Some of the sensor and comms systems of the LMC suits were functioning even when the main systems had been powered down. Lou tapped the screen on his arm and scrolled down.

‘Radiation levels are high, but we can survive for a while. Luckily most of the remaining radiation is alpha and beta particles which can’t get through the skin of the cargo hold. There is some residual gamma ray radiation.’

‘How long, Lou?’

He double-checked. ‘The radiation would get us first… forty minutes, maybe forty-five until we get a fatal dose. The cold? I reckon a bit longer. The air? Anyone’s guess. Or maybe the whole thing will collapse first.’ He looked around at the corroded hold. ‘Take your pick.’

‘Some choice! How long do the suits need to recharge?’

‘No idea. I think we’re in completely uncharted territory now, Kate.’

The air stank of rust and rotting organic matter. Three of the walls were lined with hundreds of lockers and safety deposit boxes. Some of these had corroded; doors hung off rusted hinges exposing crumbling contents; ragged papers and other detritus lay scattered across the rusted metal floor.
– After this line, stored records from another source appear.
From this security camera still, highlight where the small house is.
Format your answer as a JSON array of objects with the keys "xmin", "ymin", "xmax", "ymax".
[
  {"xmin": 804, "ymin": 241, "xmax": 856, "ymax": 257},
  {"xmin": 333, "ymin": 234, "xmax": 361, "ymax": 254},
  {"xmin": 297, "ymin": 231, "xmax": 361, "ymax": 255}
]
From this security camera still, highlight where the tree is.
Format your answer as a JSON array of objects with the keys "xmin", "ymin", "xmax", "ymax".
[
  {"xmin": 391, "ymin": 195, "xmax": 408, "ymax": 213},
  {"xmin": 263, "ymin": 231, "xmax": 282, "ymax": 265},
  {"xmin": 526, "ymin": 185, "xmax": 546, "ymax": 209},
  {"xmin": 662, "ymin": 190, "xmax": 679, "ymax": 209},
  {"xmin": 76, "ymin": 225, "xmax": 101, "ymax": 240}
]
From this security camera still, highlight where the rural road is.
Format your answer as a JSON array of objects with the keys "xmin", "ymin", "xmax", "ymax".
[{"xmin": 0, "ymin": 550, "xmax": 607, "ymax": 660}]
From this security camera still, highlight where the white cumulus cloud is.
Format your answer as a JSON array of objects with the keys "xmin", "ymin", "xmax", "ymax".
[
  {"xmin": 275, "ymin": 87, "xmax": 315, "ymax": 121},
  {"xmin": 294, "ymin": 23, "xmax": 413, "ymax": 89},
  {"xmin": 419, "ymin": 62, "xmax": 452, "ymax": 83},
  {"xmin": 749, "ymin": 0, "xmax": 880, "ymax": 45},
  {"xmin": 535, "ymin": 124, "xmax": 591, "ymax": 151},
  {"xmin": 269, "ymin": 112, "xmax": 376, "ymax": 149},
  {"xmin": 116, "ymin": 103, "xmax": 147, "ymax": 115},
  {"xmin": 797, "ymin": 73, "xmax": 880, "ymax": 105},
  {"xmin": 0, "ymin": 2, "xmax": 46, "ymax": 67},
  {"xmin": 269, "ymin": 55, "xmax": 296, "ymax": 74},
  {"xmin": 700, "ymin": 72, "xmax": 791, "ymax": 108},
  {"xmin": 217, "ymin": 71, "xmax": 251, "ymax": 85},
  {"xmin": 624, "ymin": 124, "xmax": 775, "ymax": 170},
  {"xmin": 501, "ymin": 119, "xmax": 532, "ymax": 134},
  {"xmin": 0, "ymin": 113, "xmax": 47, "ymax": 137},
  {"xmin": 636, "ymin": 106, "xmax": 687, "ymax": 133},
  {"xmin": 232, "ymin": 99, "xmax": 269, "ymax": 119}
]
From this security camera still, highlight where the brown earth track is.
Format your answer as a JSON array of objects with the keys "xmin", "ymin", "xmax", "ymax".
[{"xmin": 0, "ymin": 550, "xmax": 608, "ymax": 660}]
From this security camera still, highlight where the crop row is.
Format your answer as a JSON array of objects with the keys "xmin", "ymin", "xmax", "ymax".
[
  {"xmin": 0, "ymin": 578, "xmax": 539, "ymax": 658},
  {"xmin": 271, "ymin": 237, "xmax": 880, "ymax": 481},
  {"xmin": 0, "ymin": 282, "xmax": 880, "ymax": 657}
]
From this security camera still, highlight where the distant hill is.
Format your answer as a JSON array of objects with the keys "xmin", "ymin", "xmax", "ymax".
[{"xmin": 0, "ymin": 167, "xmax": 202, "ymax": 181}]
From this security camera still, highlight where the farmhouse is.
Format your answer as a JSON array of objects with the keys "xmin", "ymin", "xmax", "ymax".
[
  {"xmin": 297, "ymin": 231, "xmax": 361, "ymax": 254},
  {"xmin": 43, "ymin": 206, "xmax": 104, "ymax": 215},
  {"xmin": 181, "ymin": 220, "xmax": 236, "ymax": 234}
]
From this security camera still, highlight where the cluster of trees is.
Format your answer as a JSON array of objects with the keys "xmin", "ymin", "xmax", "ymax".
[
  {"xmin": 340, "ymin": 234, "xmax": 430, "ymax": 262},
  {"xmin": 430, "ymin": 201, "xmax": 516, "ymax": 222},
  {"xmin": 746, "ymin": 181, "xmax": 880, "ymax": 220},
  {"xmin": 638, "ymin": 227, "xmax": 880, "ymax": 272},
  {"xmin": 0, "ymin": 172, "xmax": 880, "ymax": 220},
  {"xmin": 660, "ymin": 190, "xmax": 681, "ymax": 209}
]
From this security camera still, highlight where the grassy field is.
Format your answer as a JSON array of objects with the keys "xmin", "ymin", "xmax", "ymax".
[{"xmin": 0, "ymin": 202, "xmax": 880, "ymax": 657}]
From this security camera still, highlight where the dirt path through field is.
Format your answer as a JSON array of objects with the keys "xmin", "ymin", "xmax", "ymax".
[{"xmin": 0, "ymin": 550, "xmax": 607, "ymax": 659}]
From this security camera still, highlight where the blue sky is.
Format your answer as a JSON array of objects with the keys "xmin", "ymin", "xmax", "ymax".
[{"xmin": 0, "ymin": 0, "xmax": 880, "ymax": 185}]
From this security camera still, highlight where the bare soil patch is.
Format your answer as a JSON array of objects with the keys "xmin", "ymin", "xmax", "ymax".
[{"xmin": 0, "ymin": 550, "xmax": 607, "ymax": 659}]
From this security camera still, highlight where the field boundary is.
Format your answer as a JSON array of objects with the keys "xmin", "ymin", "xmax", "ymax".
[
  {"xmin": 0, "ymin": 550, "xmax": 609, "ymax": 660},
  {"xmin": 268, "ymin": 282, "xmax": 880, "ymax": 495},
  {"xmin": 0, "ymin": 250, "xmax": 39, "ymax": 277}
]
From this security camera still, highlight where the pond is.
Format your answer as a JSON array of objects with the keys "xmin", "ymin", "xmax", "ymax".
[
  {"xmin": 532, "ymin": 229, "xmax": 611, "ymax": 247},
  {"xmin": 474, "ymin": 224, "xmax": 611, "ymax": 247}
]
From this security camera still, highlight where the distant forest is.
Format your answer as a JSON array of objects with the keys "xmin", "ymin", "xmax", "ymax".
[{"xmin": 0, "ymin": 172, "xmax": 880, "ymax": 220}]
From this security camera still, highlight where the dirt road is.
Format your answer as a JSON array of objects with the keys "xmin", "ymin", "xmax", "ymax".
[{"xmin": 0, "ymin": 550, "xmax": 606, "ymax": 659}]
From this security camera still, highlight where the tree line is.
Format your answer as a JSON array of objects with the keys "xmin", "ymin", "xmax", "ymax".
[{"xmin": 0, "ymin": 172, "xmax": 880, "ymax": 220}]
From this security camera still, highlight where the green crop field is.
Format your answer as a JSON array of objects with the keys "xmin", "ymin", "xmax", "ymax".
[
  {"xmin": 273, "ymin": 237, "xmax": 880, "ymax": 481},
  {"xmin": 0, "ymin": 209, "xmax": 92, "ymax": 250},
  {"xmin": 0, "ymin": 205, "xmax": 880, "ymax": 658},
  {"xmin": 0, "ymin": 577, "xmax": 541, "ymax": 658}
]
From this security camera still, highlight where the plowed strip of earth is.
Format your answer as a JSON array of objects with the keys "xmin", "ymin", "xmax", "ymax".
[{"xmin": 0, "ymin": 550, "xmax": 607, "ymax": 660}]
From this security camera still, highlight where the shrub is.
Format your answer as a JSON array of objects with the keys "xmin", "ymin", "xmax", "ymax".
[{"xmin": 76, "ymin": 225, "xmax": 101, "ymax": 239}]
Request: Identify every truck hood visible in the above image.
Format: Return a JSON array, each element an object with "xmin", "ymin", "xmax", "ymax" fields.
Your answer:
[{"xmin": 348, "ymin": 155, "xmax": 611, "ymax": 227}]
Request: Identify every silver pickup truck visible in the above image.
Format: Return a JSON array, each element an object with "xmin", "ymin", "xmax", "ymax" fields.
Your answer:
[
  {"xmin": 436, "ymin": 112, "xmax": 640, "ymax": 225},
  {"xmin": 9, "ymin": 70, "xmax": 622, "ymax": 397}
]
The hold creaked, old brackets and joints feeling the strain of a century spent at the bottom of the Atlantic Ocean.

‘God, this place feels so creepy,’ Kate commented as they walked over to the nearest wall of boxes. ‘I never imagined I could feel claustrophobic on the ocean floor!’

They could just make out some numbers attached to the doors of the security boxes: 13BS… 28BS. Kate turned towards the right adjacent wall and scanned along the rows and columns of boxes until she could make out a number.

‘37AS,’ she called over to Lou and crouched to study some of the lower boxes. Eventually she found another label — 56AS — straightened and surveyed the boxes higher up. Lou came over and they took an end each.

‘Got it,’ Lou called. Kate joined him. He was pointing at a row about shoulder height. ‘16AS.’ He ran a hand along the box fronts. ‘21AS… Too far.’ He stopped, backtracked. ‘This must be 19AS.’

The hold shook. Kate started to fall and grabbed at Lou. He put his right hand against the wall of boxes to steady himself. A loud grinding sound came from their left.

‘It’s not happy!’ Lou commented.

‘Come on.’ Kate stepped forward and tried the handle of deposit box 19AS. It was stuck fast. ‘Typical!’

Lou rummaged in a pouch on the belt of his suit and lifted out a small plastic cylinder. Depressing a button on the side, a blade shot from one end. He leaned in towards the door of the box and slipped the blade along the edge.

The hold shuddered again. The knife slipped from his fingers and fell to the floor. Kate stumbled, made a grab for the wall of deposit boxes and landed on her front.

Lou ran over.

‘You OK?’

She nodded and tried to stand. ‘Ow! My God!’

‘Here,’ Lou said and helped her up.

Kate tried to put weight on her left leg and screamed in agony.

‘Sit,’ Lou commanded. ‘Stay still.’

Another massive jolt far more violent than the last reverberated around the walls. It went on for several seconds.

Lou froze. ‘Shit! It really isn’t happy!’

A horrible crunching sound came from the corner of the cargo hold. Kate swivelled round and they both saw the wall start to distort, water cascading down one corner of the hold.

‘It’s going!’ Lou screamed and dived to the floor next to Kate. ‘Pull up your helmet!’ He was tugging his on. ‘Reactivate the suit, Kate.’

‘But…’

Lou had his helmet on and locked. Kate couldn’t move.

‘KATE!’ Lou grabbed her helmet and pulled it into position, flicked the clasp and stabbed at her wrist control panel. Pulling back, he did the same to his own keypad. The suits made low hissing sounds; a row of lights on each arm flicked on, blinked orange and then green. The liquid metal carbon expanded rapidly.